Append-Only Storage and Two-Tier VACUUM: How KAI Handles Deletes Safely

Most databases treat storage as a mutable entity: update a record and its bytes are overwritten in place. This simplicity comes with a hidden cost - any concurrent reader that holds a pointer into the old location is now reading garbage. Managing that is the central problem of concurrency in mutable storage systems, and it’s why databases invented buffer pools, page locks, and multi-version concurrency control (MVCC).

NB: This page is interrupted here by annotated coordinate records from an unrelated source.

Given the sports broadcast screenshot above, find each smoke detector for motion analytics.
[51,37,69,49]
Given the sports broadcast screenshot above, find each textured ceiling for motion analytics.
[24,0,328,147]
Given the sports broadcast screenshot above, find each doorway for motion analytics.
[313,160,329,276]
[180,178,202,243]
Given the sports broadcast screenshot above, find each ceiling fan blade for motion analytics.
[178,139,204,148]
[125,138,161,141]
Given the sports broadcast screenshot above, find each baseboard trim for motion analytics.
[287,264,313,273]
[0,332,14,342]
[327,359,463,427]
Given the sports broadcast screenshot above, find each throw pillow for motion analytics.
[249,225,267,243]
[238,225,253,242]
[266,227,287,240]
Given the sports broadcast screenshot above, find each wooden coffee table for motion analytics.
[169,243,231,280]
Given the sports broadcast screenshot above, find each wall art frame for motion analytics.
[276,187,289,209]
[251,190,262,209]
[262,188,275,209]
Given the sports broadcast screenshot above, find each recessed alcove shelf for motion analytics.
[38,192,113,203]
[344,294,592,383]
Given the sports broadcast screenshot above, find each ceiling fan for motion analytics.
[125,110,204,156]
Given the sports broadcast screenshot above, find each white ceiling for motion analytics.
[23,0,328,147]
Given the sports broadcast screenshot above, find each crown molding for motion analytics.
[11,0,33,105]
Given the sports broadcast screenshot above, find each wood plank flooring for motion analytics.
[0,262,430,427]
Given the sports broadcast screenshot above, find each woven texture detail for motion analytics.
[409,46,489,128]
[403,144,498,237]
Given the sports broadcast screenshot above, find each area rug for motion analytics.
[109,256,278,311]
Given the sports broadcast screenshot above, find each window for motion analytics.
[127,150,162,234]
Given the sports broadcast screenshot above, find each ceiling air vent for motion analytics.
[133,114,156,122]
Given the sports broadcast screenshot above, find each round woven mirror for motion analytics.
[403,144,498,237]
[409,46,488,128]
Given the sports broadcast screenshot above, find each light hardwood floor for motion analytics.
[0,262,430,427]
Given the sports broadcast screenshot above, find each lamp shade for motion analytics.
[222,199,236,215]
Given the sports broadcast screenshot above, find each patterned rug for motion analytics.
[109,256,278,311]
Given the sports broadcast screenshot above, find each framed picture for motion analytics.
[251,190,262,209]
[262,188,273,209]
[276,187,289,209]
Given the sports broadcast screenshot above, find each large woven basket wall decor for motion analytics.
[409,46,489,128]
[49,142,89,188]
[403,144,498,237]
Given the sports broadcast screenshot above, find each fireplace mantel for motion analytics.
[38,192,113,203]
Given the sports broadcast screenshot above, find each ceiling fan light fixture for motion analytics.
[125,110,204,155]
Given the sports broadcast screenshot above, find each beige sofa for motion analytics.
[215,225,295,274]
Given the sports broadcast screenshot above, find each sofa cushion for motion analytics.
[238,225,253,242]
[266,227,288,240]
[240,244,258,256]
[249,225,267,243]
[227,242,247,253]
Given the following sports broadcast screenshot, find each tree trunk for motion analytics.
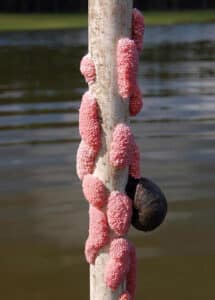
[89,0,133,300]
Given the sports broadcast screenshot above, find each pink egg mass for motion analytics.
[110,123,133,168]
[107,191,132,236]
[132,8,145,54]
[76,140,97,180]
[119,292,131,300]
[79,91,101,152]
[80,54,96,84]
[117,38,138,99]
[129,85,143,116]
[82,174,108,208]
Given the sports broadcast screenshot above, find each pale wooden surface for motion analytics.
[89,0,133,300]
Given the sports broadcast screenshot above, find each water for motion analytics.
[0,24,215,300]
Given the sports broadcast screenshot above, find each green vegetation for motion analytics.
[0,10,215,31]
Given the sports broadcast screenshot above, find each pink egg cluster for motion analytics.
[107,191,132,236]
[80,54,96,84]
[117,9,145,116]
[76,9,144,300]
[85,205,109,264]
[105,238,136,300]
[119,292,131,300]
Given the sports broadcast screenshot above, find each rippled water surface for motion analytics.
[0,24,215,300]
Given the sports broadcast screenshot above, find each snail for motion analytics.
[126,176,168,232]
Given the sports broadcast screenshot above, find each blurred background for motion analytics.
[0,0,215,300]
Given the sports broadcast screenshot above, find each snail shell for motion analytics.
[126,176,168,232]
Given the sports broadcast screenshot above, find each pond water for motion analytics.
[0,24,215,300]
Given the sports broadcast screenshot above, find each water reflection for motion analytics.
[0,24,215,300]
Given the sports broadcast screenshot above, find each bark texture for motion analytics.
[89,0,133,300]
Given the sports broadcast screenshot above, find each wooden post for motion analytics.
[89,0,133,300]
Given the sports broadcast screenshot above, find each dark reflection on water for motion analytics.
[0,24,215,300]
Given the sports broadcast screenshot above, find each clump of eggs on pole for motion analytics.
[76,9,167,300]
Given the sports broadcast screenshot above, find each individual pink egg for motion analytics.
[107,191,132,236]
[80,54,96,84]
[104,258,128,290]
[110,238,130,263]
[119,292,131,300]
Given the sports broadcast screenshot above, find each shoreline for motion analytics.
[0,10,215,32]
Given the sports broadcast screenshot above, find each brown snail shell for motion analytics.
[126,176,168,232]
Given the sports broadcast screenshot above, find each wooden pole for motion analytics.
[89,0,133,300]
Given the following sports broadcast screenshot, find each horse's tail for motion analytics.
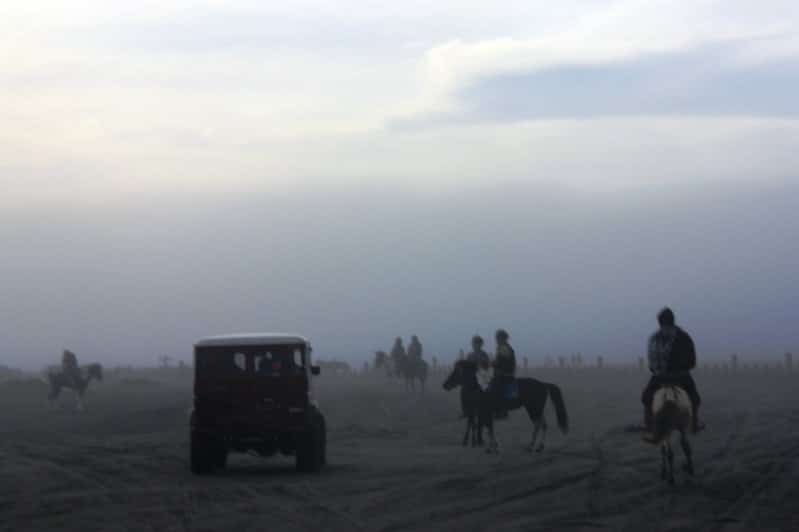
[547,384,569,434]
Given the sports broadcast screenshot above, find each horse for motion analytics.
[47,363,103,410]
[443,360,493,447]
[644,386,694,484]
[443,360,569,453]
[397,355,429,392]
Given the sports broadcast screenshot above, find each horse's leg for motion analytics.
[527,420,541,452]
[680,430,694,476]
[535,414,547,453]
[480,403,499,453]
[666,440,674,484]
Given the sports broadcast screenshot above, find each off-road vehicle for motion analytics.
[190,334,327,474]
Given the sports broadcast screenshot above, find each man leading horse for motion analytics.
[641,307,704,433]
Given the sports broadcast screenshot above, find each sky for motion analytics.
[0,0,799,368]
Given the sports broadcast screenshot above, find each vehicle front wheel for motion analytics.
[189,431,214,475]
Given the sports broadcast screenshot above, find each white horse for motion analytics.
[644,386,694,484]
[47,363,103,410]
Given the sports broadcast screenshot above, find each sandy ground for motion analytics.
[0,369,799,532]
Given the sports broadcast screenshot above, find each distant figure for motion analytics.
[491,329,516,419]
[390,336,407,376]
[61,349,81,385]
[408,334,422,361]
[464,334,493,406]
[466,334,491,371]
[641,307,702,432]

KAI takes a different approach: the document store is append-only. Once a record’s bytes are written to disk, they are never moved or overwritten. This single invariant enables zero-copy reads via memory-mapped files, crash-safe appends, and a much simpler concurrency model. But it creates its own challenge: deletes. How do you remove data from a storage format that never changes data in place?

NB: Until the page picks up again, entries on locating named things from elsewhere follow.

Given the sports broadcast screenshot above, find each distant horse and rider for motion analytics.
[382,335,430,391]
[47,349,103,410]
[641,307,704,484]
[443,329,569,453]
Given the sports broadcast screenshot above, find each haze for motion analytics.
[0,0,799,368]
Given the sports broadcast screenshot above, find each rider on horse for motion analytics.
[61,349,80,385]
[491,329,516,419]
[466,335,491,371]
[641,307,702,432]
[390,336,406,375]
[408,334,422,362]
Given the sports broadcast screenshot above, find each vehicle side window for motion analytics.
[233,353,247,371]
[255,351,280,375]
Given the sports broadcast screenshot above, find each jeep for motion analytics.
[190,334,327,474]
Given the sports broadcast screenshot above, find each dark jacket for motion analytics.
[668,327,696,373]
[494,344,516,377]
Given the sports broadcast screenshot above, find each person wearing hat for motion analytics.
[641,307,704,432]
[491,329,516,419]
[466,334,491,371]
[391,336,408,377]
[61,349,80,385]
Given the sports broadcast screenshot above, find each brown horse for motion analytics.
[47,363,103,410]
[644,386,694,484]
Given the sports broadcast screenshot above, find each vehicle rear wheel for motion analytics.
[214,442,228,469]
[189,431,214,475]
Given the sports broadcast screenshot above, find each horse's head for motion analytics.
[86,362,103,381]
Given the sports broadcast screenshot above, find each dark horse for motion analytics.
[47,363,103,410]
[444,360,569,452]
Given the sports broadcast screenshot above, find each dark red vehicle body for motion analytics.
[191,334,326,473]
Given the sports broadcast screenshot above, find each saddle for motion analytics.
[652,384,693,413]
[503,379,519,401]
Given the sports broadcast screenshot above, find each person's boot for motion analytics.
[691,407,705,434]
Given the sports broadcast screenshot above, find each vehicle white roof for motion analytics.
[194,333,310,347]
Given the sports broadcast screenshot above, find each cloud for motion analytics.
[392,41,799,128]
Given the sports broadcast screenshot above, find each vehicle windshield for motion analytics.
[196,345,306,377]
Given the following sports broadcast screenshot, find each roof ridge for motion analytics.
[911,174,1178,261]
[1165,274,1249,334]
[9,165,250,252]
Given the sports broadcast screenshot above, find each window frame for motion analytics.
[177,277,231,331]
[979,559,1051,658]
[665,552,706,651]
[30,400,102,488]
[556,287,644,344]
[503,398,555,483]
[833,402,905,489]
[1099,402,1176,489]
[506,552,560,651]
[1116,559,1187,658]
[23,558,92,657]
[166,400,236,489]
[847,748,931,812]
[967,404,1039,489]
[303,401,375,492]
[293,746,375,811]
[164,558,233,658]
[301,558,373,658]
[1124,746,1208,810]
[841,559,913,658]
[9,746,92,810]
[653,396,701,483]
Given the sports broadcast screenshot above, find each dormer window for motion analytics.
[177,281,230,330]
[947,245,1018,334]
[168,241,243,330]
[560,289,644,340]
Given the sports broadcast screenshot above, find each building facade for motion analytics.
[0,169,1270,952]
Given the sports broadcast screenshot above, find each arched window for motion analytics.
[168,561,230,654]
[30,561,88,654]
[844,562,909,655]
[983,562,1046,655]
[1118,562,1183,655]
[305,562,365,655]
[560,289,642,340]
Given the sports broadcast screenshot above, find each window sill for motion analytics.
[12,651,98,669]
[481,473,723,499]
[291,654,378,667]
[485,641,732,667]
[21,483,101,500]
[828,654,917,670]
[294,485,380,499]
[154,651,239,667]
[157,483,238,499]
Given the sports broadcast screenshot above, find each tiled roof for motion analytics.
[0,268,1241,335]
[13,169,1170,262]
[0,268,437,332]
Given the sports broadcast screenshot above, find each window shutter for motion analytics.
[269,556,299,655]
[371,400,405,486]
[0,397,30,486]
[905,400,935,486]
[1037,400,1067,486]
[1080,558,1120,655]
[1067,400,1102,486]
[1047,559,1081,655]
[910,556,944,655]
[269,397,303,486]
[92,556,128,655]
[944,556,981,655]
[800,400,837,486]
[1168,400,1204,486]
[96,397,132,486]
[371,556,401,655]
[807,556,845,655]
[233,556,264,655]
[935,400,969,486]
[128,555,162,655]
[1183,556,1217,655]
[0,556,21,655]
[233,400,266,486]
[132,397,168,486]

The answer borrows from PostgreSQL’s VACUUM and LSM-tree compaction: separate logical deletes (instant, correct, zero I/O) from physical reclamation (background, heavyweight, deferred).
The .tvdb Format
KAI’s document store is a binary file (metadata.tvdb) in the KAITVDB2 format. Each record is laid out as:
[16-byte header][rkyv-serialized payload][alignment padding to 16 bytes]
The 16-byte alignment is mandatory because rkyv’s zero-copy deserialization relies on relative pointers that assume the payload starts at a 16-byte boundary. If alignment breaks, the relative pointers compute wrong addresses and the deserialization reads arbitrary memory.
Appending a new record means:
- Serialize the
DocumentChunkstruct withrkyv. - Write the 16-byte header (containing the
chunk_idand payload length). - Write the serialized payload bytes.
- Pad to the next 16-byte boundary.
- Call a single
fsyncto flush to disk.
Reads use a memory-mapped view of the file (memmap2::Mmap). A lookup by chunk_id consults an in-memory DashMap<u64, DocLocation> to find the byte offset, then returns a &ArchivedDocumentChunk - a reference directly into the mapped memory region. No heap allocation. No deserialization. The data is already in memory courtesy of the OS page cache.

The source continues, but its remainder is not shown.